The Gift of Gifting
As an adult, I have to wistfully confess this palpable sense of anticipation has almost all but vanished. I know I am not alone; many friends recount a similar feeling of loss. I suspect it largely has to do with the malady of the modern age - the chronically time-strapped condition we find ourselves in. Said tarts and kuih are notoriously painstaking and laborious to make - I remember my grandmother taking a whole day alone to grate dozens of pineapples and simmer the pulp down with sugar and spice just to make a vat of jam. Then there was another day spent making, rolling, stamping, crimping and filling the tart pastry. And we haven't even come to the batch baking part of the story yet - Who has the time? Or the energy? Especially given that the ready made option is so readily accessible?

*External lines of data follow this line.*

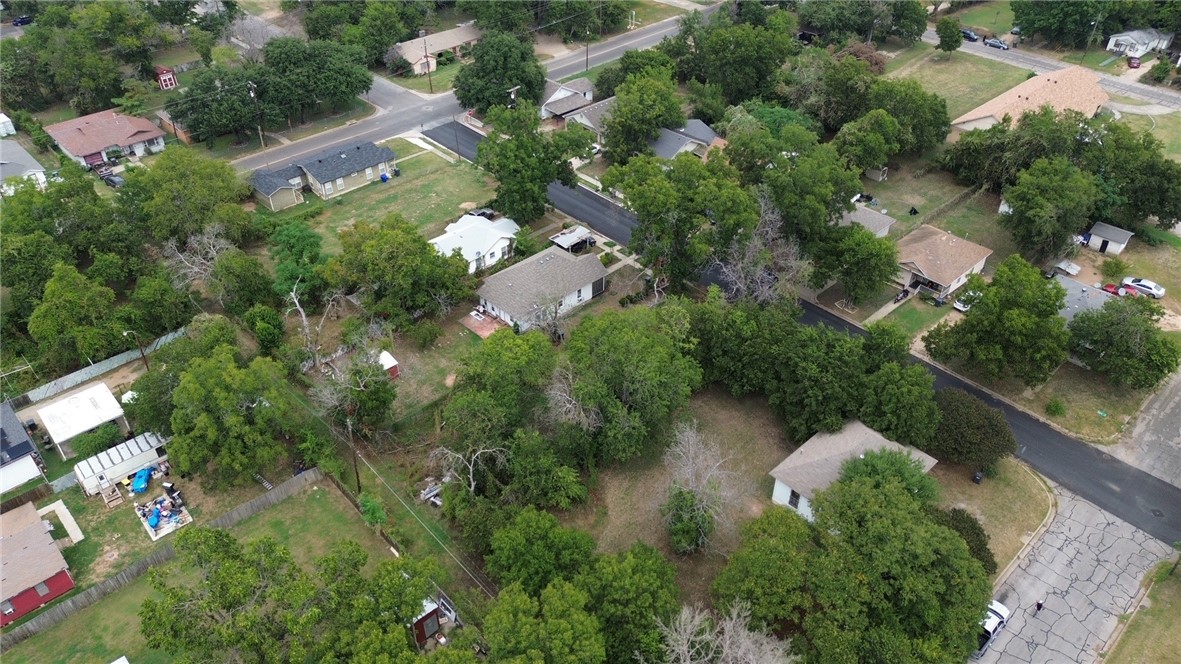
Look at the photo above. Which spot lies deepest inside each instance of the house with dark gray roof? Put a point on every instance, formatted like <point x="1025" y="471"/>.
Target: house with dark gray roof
<point x="543" y="286"/>
<point x="328" y="174"/>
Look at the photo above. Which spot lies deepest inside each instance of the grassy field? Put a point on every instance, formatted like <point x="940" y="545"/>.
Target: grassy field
<point x="1010" y="506"/>
<point x="1154" y="633"/>
<point x="964" y="79"/>
<point x="308" y="523"/>
<point x="430" y="194"/>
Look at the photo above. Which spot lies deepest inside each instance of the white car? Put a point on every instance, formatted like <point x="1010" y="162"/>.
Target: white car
<point x="1150" y="288"/>
<point x="993" y="622"/>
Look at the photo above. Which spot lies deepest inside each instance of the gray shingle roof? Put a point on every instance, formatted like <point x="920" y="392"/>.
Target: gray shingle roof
<point x="552" y="273"/>
<point x="345" y="160"/>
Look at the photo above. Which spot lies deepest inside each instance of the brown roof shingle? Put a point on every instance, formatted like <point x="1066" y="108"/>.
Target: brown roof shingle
<point x="1070" y="89"/>
<point x="98" y="131"/>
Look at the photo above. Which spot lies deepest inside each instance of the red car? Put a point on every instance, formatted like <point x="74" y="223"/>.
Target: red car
<point x="1116" y="290"/>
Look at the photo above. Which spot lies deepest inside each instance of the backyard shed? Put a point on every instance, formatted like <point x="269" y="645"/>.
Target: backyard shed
<point x="1107" y="239"/>
<point x="116" y="463"/>
<point x="78" y="414"/>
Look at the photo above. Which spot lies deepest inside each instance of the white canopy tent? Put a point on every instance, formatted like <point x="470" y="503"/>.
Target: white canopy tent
<point x="78" y="414"/>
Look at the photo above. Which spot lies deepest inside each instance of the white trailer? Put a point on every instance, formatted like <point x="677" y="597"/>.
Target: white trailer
<point x="115" y="464"/>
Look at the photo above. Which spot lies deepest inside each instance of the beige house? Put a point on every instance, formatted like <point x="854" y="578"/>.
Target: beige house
<point x="938" y="262"/>
<point x="423" y="53"/>
<point x="1074" y="88"/>
<point x="817" y="463"/>
<point x="327" y="174"/>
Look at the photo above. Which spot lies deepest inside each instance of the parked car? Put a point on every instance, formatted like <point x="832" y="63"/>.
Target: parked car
<point x="1150" y="288"/>
<point x="993" y="622"/>
<point x="1121" y="291"/>
<point x="966" y="300"/>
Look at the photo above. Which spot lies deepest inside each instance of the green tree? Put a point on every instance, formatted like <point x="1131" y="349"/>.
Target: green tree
<point x="1051" y="202"/>
<point x="524" y="161"/>
<point x="631" y="593"/>
<point x="644" y="103"/>
<point x="900" y="403"/>
<point x="868" y="141"/>
<point x="950" y="37"/>
<point x="555" y="629"/>
<point x="534" y="551"/>
<point x="74" y="320"/>
<point x="1123" y="342"/>
<point x="229" y="417"/>
<point x="970" y="431"/>
<point x="504" y="70"/>
<point x="1013" y="329"/>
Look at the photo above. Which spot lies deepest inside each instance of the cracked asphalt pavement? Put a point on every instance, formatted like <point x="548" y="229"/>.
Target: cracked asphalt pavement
<point x="1087" y="568"/>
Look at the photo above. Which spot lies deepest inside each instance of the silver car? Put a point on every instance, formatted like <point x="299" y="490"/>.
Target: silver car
<point x="1150" y="288"/>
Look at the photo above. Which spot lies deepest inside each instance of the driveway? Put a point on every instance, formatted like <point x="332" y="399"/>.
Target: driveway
<point x="1087" y="568"/>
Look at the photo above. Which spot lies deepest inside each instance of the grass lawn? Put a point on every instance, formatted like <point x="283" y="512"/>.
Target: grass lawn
<point x="441" y="78"/>
<point x="964" y="79"/>
<point x="1167" y="129"/>
<point x="308" y="523"/>
<point x="996" y="17"/>
<point x="917" y="316"/>
<point x="430" y="194"/>
<point x="1010" y="506"/>
<point x="1154" y="633"/>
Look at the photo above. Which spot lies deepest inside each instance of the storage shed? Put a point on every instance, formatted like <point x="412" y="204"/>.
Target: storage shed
<point x="116" y="463"/>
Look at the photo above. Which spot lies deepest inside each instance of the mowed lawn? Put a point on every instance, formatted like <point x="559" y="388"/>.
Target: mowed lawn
<point x="964" y="79"/>
<point x="308" y="523"/>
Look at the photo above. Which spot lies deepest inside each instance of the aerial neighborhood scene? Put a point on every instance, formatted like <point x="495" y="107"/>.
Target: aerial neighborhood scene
<point x="591" y="331"/>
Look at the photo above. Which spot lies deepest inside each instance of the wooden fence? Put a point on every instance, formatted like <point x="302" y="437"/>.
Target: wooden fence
<point x="64" y="609"/>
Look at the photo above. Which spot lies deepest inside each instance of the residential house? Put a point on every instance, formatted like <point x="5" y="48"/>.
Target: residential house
<point x="938" y="262"/>
<point x="545" y="285"/>
<point x="1074" y="88"/>
<point x="1136" y="43"/>
<point x="560" y="99"/>
<point x="423" y="53"/>
<point x="1080" y="297"/>
<point x="870" y="220"/>
<point x="593" y="116"/>
<point x="817" y="463"/>
<point x="97" y="138"/>
<point x="1107" y="239"/>
<point x="32" y="571"/>
<point x="481" y="241"/>
<point x="328" y="174"/>
<point x="19" y="461"/>
<point x="79" y="412"/>
<point x="695" y="137"/>
<point x="15" y="163"/>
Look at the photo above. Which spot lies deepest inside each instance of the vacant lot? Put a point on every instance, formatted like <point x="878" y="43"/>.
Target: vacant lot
<point x="308" y="523"/>
<point x="1155" y="631"/>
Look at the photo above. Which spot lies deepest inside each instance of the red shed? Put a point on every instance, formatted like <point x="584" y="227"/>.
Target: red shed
<point x="32" y="571"/>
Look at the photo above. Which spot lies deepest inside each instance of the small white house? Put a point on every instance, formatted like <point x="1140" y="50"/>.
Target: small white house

Convenience, alas, may have been bought at the expense of the true spirit of the season. Handcrafted gifts of food have sadly become a dying tradition, and along with its demise, there's a waning sense of the momentousness, the very pomp and splendour, of the occasion - no mere coincidence, surely. Of course, it should not be gifting per se that defines the season, but the gift of gifting. And as far as I can speak from personal experience, nothing quite puts me in the right spirit of things than rolling up my sleeves and putting my hands to work. It may not be weeks, or even days, on end. Just the odd hour stolen here and there. Nonetheless, the satisfaction at having produced something from scratch - and whoever said it shouldn't also be simple and quick? - more than amply repays whatever little time was set aside.